While Republican or Democratic candidates need only pay a filing fee to run, unaffiliated candidates will have to present a petition signed by 2 percent of the voters in the judicial district. In addition, some judges may be forced into primaries where they will have to appeal to the more liberal or conservative side of their party, a vetting process that could lead to a polarized judiciary.

Berger thinks the change to party labels is not a departure since it reinstates the system that was in place prior to the late 1990s and early 2000s. But this change reverses a good reform and ignores the rising role of unaffiliated voters, whose ranks have grown by more than 1 million since 2000.

As of March 25, there were 2,639,134 registered Democrats, 2,046,260 registered Republicans and 2,014,641 voters registered as unaffiliated. Since March of 2013, Democratic registration has dropped by 128,000, Republicans have gained 65,654 and unaffiliated voters have soared by 357,172. From June 2008 to June 2016, North Carolina’s registered independents rose by 58.9 percent while Democratic and Republican registration climbed by 4.5 percent and 4 percent.

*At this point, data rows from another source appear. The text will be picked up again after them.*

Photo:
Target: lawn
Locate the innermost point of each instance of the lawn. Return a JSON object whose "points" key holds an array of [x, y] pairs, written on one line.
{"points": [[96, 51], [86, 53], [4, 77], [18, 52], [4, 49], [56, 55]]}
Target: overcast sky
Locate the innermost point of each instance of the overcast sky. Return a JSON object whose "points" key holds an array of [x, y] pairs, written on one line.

At this rate, unaffiliated voters will soon pass Republicans to become North Carolina’s second largest group of voters. Yet Republican lawmakers are treating them as if they are invisible. Worse yet, some would make them all but invisible not only on the benches of the state’s courtrooms, but also on elected local boards and councils.

One Republican-backed bill would require that city and town council elections and school board elections be partisan. Some local elections are partisan now, but most aren’t. There are good reasons. Local issues are worked out between neighbors and residents, not Democrats and Republicans. And partisan labels could block or discourage people from seeking office. Federal employees are barred by law from running in partisan elections. People who work for nonprofits may be wary of engaging in partisan politics.

While Berger says adding party labels to more races better informs voters, it actually ignores the wishes of a segment of voters that will soon be larger than Berger’s party. Bob Hall, executive director of Democracy NC, an election watchdog group, said the rising number of independents is sending a message of frustration with politics as usual.

“These people are saying, ‘We don’t want hard-edged partisanship. We want solutions, government that works,’ ” he said.

The Republican drive to make all branches and levels of government partisan isn’t about promoting political debate. It’s about stifling it. Adding partisan labels to judicial and local races sets up a more efficient way to channel money into them. The smaller or lower profile the race, the more money can shape its outcome, as seen in the Republicans’ success in state legislative races here and nationally.

As the party labels proliferate, independents are being shut out. Eventually, they may notice the party label behind that effort and vote accordingly.